Merge pull request #23 from JosephTLucas/motivating_examples

CONTENT: Motivating Security Examples

Author: JosephTLucas

bestpractices/_toc.yml

@@ -12,4 +12,5 @@ parts:
     - file: content/static-analysis
   - caption: Enablers
     chapters:
+    - file: content/motivating-examples
     - file: FAQ

bestpractices/content/motivating-examples.md

@@ -0,0 +1,17 @@
+# Securing Open Source Software: Our Responsibility
+
+NumFOCUS-supported projects occupy a unique and critical position in the scientific and data-driven ecosystem. The tools and libraries we develop are relied upon by researchers, analysts, and engineers across academia, industry, and government. These projects often serve as the computational backbone for groundbreaking work, making them an essential part of the software supply chain. While we may not operate production systems directly, the widespread use of our software makes it an attractive target for attackers.

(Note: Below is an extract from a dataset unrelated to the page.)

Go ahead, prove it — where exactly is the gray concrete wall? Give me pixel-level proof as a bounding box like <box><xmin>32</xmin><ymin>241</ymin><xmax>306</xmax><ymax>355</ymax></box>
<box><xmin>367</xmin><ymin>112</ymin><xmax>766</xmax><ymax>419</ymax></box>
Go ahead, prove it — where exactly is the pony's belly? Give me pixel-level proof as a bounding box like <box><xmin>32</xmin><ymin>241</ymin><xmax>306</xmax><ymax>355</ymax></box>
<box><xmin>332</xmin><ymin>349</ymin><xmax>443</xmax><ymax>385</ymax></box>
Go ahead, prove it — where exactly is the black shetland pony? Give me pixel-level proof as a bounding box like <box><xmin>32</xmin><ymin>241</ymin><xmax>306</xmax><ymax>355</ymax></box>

Our role in this ecosystem bestows a certain responsibility to safeguard the secure and integrity of our work.
+
+## Lessons from Recent Incidents
+
+Two recent events highlight the importance of security in open source development:
+
+1. **Ultralytics Package Compromise**  
+   In late 2024, the Python package [ultralytics](https://github.com/ultralytics/ultralytics) was the target of a supply chain attack. Attackers exploited GitHub Actions workflows and an exposed PyPI API token to publish malicious versions, which were downloaded before being identified and removed. This incident underscores the need for secure workflows and credential management. PyPI posted a great review of the [incident here](https://blog.pypi.org/posts/2024-12-11-ultralytics-attack-analysis/) including recommendations for PyPI publishers.
+
+2. **XZ Utils Backdoor**  
+   Earlier in 2024, versions of XZ Utils were found to contain a backdoor. This code allowed attackers with a specific cryptographic key to execute remote commands and was given the maximum CVSS score of 10.0. The insertion of this backdoor into most Linux distributions took approximately three years and was based in social engineering. Read more: [XZ Utils Backdoor — Everything You Need to Know, and What You Can Do](https://www.akamai.com/blog/security-research/critical-linux-backdoor-xz-utils-discovered-what-to-know).
+
+## Read More to Improve Security
+
+Your goal should be to adopt best practices to reduce risk, and we're here to help! The NumFOCUS Security Committee has collected these best practices and is focused on distilling the plethora of security-information into actionable guidance for NumFOCUS projects, acknowledging your unique placement in the supply chain, requirements, and constraints.